“Offended!” he said kindly. “It is you who put my judgments to shame. I will never again trust myself away from your apron-strings; I—” He checked himself suddenly, sighed, and added: “but that’s nonsense. I must learn some time to walk alone.”
CHAPTER IX.
THE QUEST OF THE REGISTERED PARCEL
The typical Agony Column of the Daily Post was built up in courses which varied in little but their diurnal degree of thickness. Starting from a plinth, say, of Dancing and Gymnastics, it would rise by successive stages, through Cast-off Clothes, Skin-beautifiers and Superfluous-hair Removers, Patent-medicines and Special-cure Treatments, Detective Agencies, Paying-Guest and Social Introduction offers, to Personal Appeals, whence soaring through Club-fixtures and Lost Property advertisements, it would flower at length into a capital of the true ‘agonizings,’ crowned sometimes, at irregular intervals, by an apocalyptic warning to the worldly and thoughtless to set their houses in order.

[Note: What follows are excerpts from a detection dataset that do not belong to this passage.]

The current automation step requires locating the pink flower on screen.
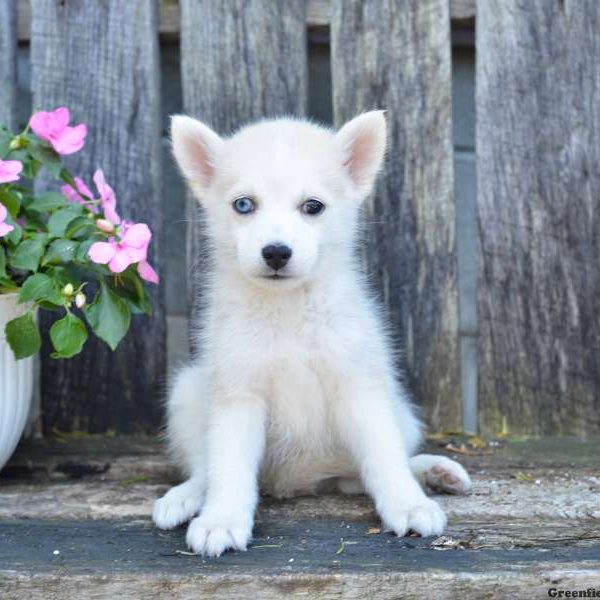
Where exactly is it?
[0,203,14,237]
[60,169,121,225]
[60,177,98,212]
[29,106,87,154]
[88,221,158,283]
[0,160,23,183]
[94,169,120,225]
[138,260,160,283]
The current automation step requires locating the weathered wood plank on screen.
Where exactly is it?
[15,0,475,40]
[0,0,17,127]
[331,0,461,428]
[477,0,600,434]
[181,0,307,332]
[31,0,165,432]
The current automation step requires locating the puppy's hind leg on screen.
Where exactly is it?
[409,454,472,494]
[152,366,206,529]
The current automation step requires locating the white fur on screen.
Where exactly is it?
[153,112,470,556]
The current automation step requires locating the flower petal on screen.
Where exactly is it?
[50,124,87,155]
[121,223,152,250]
[138,260,160,283]
[0,160,23,183]
[88,242,117,265]
[108,248,135,273]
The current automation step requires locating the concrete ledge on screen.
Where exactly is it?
[0,439,600,600]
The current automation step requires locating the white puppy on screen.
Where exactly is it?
[153,112,471,556]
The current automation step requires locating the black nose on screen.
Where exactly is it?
[262,244,292,271]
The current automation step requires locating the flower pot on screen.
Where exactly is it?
[0,294,33,469]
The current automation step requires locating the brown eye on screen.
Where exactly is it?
[233,196,256,215]
[300,198,325,216]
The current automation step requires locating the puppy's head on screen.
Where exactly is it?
[171,111,386,289]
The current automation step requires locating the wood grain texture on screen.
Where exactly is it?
[0,0,17,128]
[477,0,600,435]
[331,0,460,429]
[31,0,165,433]
[181,0,307,338]
[14,0,475,40]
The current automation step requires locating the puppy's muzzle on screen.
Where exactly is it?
[262,244,292,271]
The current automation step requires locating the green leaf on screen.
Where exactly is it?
[0,188,21,219]
[85,285,131,350]
[27,192,67,212]
[111,267,152,315]
[0,127,14,159]
[9,233,48,271]
[5,311,42,360]
[0,246,8,279]
[42,239,79,265]
[50,312,88,358]
[48,204,83,237]
[65,217,96,238]
[19,273,64,305]
[2,219,23,246]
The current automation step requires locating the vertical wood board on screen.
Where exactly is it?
[477,0,600,434]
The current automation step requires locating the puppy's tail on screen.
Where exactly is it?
[410,454,473,494]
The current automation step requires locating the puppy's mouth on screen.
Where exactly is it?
[261,271,290,281]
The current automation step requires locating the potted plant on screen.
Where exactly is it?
[0,107,158,469]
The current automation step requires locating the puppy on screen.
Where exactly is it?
[153,111,471,556]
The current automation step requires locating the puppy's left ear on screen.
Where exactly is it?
[335,110,387,197]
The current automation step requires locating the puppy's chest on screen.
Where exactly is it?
[257,315,337,446]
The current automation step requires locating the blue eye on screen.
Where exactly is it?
[233,196,256,215]
[300,198,325,216]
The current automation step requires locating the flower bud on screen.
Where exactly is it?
[96,219,115,233]
[8,135,26,150]
[75,292,87,308]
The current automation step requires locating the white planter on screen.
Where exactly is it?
[0,294,33,469]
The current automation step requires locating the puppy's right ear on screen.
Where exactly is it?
[171,115,223,196]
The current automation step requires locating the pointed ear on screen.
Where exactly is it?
[171,115,223,195]
[336,110,387,197]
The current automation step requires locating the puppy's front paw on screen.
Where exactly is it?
[152,481,203,529]
[386,498,446,537]
[186,515,252,556]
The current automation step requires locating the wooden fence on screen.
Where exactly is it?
[0,0,600,434]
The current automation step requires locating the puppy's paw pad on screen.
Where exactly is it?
[425,456,473,495]
[152,482,202,529]
[389,498,446,537]
[186,516,251,557]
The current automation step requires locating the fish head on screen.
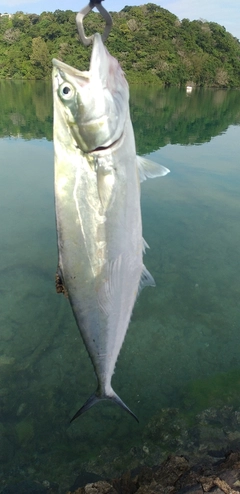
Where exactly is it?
[53,33,129,153]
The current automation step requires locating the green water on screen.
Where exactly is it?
[0,81,240,492]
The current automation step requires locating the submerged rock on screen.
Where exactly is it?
[67,452,240,494]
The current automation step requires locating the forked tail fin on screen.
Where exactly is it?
[70,389,139,422]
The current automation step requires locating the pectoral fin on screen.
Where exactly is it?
[137,156,170,182]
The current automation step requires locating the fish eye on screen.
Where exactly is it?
[59,82,74,100]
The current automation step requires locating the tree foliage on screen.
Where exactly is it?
[0,3,240,87]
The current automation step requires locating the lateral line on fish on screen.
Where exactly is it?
[73,162,94,275]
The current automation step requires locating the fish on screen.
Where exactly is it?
[52,33,169,422]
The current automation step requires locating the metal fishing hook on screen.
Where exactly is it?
[76,0,112,46]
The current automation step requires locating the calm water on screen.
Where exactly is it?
[0,81,240,492]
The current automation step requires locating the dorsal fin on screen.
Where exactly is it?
[138,265,156,295]
[142,238,150,254]
[137,156,170,182]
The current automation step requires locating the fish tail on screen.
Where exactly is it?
[70,389,139,423]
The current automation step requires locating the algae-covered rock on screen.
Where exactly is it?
[15,419,34,444]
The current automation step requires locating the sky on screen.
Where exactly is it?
[0,0,240,39]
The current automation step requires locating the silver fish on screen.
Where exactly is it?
[53,34,169,420]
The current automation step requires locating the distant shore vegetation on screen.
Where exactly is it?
[0,3,240,88]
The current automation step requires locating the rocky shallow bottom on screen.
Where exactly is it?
[2,452,240,494]
[0,406,240,494]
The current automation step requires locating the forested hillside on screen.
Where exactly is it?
[0,3,240,87]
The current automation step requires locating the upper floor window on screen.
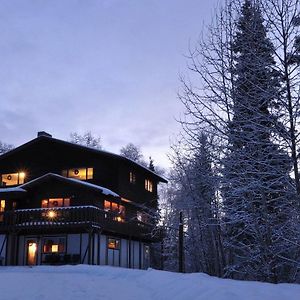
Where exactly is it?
[107,238,120,250]
[104,200,125,222]
[136,211,149,223]
[62,168,94,180]
[42,198,70,208]
[129,172,136,184]
[43,237,66,253]
[1,172,26,186]
[145,179,153,192]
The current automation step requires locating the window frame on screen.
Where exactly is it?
[0,171,26,187]
[41,197,71,209]
[103,199,126,222]
[107,236,121,251]
[145,178,154,193]
[61,167,94,181]
[41,236,67,255]
[129,171,136,184]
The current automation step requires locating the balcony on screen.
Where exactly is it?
[0,206,153,239]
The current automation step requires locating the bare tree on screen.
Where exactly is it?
[70,131,102,150]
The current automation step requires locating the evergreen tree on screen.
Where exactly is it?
[222,0,297,282]
[70,131,102,150]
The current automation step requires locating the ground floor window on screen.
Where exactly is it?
[43,237,66,253]
[107,238,120,250]
[107,237,121,266]
[0,200,5,222]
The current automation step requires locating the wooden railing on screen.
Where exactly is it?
[0,206,152,238]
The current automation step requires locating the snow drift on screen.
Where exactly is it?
[0,265,300,300]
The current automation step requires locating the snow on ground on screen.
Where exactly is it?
[0,265,300,300]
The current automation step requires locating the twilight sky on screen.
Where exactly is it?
[0,0,217,167]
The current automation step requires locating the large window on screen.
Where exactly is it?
[62,168,94,180]
[42,198,70,208]
[1,172,26,186]
[43,237,66,253]
[145,179,153,192]
[104,200,125,222]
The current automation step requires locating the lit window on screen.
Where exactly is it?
[107,238,120,250]
[136,211,149,223]
[145,179,153,192]
[43,237,66,253]
[144,245,150,259]
[104,200,125,222]
[1,172,26,186]
[42,198,70,208]
[0,200,5,222]
[0,200,5,212]
[129,172,136,184]
[62,168,94,180]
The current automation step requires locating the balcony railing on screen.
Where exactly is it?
[0,206,153,238]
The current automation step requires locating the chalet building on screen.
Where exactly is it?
[0,132,166,268]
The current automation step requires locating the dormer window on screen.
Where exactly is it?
[129,172,136,184]
[62,168,94,180]
[145,179,153,192]
[41,198,70,208]
[1,172,26,186]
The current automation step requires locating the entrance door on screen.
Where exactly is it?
[26,240,38,266]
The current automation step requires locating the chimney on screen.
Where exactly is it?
[37,131,52,137]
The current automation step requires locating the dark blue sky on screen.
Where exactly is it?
[0,0,217,166]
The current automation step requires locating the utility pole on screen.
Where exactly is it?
[178,211,184,273]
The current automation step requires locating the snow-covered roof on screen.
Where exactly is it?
[0,135,168,183]
[19,173,120,197]
[0,186,26,193]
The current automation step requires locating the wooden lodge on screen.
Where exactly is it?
[0,132,166,268]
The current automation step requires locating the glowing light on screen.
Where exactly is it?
[19,172,26,178]
[47,210,57,219]
[51,245,58,252]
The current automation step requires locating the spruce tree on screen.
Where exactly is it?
[222,0,296,282]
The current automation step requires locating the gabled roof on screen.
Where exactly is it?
[0,135,168,183]
[19,173,120,198]
[0,186,26,197]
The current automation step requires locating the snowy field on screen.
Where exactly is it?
[0,265,300,300]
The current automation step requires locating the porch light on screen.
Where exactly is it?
[47,210,57,219]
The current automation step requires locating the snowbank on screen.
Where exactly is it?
[0,265,300,300]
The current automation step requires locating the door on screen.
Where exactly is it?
[26,240,38,266]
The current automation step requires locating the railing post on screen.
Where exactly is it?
[178,211,184,273]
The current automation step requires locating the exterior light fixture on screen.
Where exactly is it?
[19,172,26,178]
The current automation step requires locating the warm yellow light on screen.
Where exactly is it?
[51,245,58,252]
[116,217,124,222]
[47,210,57,219]
[19,172,26,178]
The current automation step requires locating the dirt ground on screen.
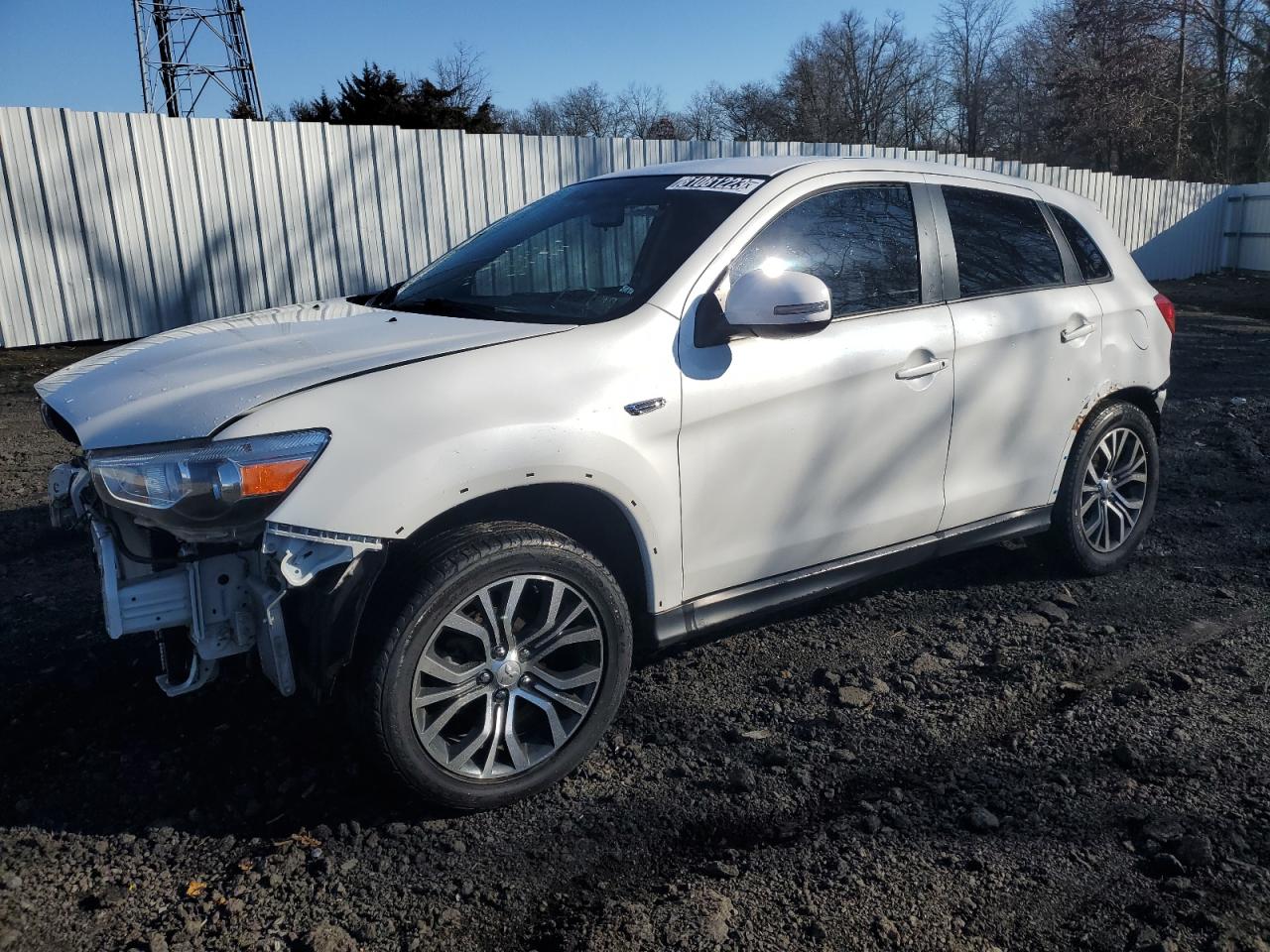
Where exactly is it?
[0,280,1270,952]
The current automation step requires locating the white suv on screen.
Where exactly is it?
[37,156,1174,808]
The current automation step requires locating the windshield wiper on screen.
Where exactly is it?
[375,298,495,317]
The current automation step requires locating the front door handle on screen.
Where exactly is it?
[895,357,949,380]
[1058,321,1093,344]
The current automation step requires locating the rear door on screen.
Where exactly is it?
[930,177,1102,530]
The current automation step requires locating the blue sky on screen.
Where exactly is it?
[0,0,954,112]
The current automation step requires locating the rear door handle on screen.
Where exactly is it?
[1058,321,1093,344]
[895,357,949,380]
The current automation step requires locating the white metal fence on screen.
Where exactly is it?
[0,108,1254,346]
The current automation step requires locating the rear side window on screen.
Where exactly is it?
[729,184,922,317]
[1049,204,1111,281]
[944,186,1063,298]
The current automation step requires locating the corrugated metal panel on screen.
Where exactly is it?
[0,108,1270,346]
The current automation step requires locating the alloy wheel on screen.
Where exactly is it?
[1080,426,1149,552]
[410,575,604,779]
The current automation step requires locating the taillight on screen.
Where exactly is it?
[1156,295,1178,334]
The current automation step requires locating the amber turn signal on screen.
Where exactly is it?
[242,459,309,496]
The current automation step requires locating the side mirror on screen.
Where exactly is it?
[724,268,833,337]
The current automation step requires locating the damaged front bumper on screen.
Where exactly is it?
[49,463,384,697]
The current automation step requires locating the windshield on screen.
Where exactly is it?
[368,176,762,323]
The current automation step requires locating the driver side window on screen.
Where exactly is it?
[727,182,922,317]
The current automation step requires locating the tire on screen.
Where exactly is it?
[358,523,632,810]
[1049,401,1160,575]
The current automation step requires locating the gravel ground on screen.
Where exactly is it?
[0,281,1270,952]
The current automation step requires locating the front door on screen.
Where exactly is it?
[680,181,952,598]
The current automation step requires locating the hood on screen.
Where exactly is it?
[36,298,569,449]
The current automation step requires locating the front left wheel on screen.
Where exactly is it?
[362,523,632,810]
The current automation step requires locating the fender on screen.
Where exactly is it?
[218,305,684,611]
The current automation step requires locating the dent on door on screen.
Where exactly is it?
[940,286,1102,528]
[680,304,952,598]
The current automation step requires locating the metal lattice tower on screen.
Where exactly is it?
[132,0,264,118]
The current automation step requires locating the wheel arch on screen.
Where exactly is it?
[1102,387,1162,436]
[389,482,655,627]
[1049,385,1162,503]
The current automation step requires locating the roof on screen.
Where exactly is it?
[599,155,1049,191]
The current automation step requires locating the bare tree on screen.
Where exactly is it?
[613,82,671,139]
[553,82,617,136]
[432,40,493,109]
[781,10,922,142]
[675,82,727,140]
[716,82,789,140]
[935,0,1011,154]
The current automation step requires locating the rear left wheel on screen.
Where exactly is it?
[364,523,631,810]
[1051,403,1160,575]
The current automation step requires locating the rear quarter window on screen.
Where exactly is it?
[944,185,1063,298]
[1049,204,1111,281]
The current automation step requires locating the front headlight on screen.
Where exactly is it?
[87,430,330,538]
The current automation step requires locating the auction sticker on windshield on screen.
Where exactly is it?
[666,176,765,195]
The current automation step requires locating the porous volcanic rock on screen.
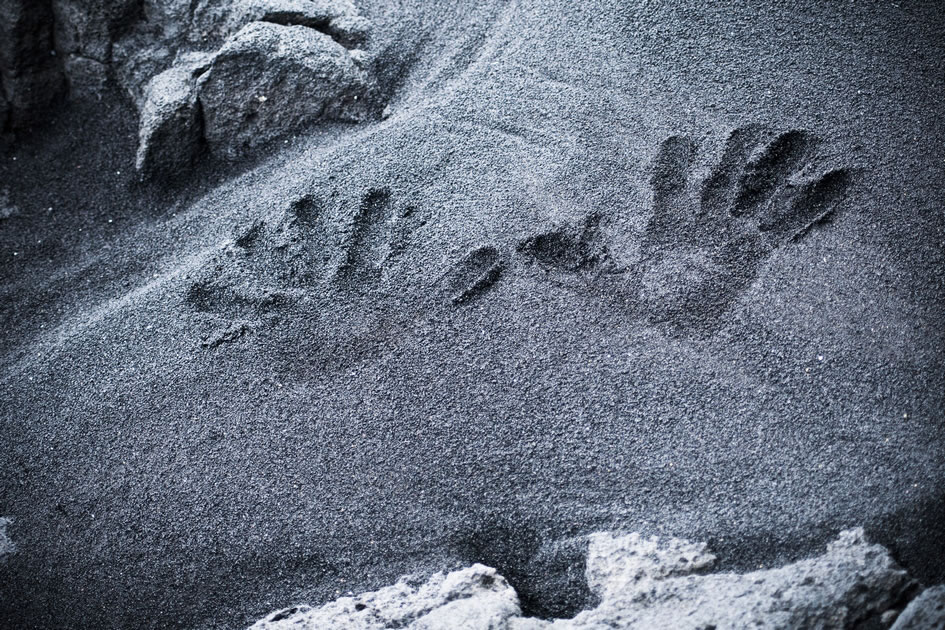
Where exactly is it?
[252,529,928,630]
[197,22,374,158]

Gilead, from mere force of habit, was wont to run his eye down these successive courses from top to base—though his proper business lay with the Personal Appeal section alone—which was the reason why the following brief supplication momentarily arrested his attention on a certain November day:—
“Jennett. Return and all will be forgiven.”
It was just the commonplace cry, prescriptively uttered; yet, though potential of any possible tragedy, and full in implication of sorrow and significance, it lay off the track of his questing, and he would hardly have given it a thought had it not been for the oddness of the title-name. Janet, Jeannette, Jenny—these were familiar forms; but, Jennett! Evidently anglicised from the Gallic, the confidence shown by the advertiser in the exclusiveness of its appeal witnessed to the unusualness of the spelling. If Jennett was the only Jennett in England and Jennett saw, Jennett must understand. Then Gilead passed on to other matters, and forgot all about it.
Now one of the penalties imposed upon the growing reputation of the Agency consisted in the increasing number of unsolicited applications for its help. Originally designed for the purpose of voluntarily enquiring into the merits of advertised appeals, greed and hypocrisy had quickly discovered the wideness of its operations and the munificence displayed in its dealings, and were not slow in endeavouring to take advantage of them. So complete by this time, however, was the machinery of the Bureau that very little base coin was permitted to pass it undetected; but the greater surveillance rendered necessary thereby threw such an amount of additional work on the staff that Gilead was obliged at length to rule that the cachet of an advertisement was obligatory before a case could be considered; and to that rule he rigidly adhered, allowing no exceptions.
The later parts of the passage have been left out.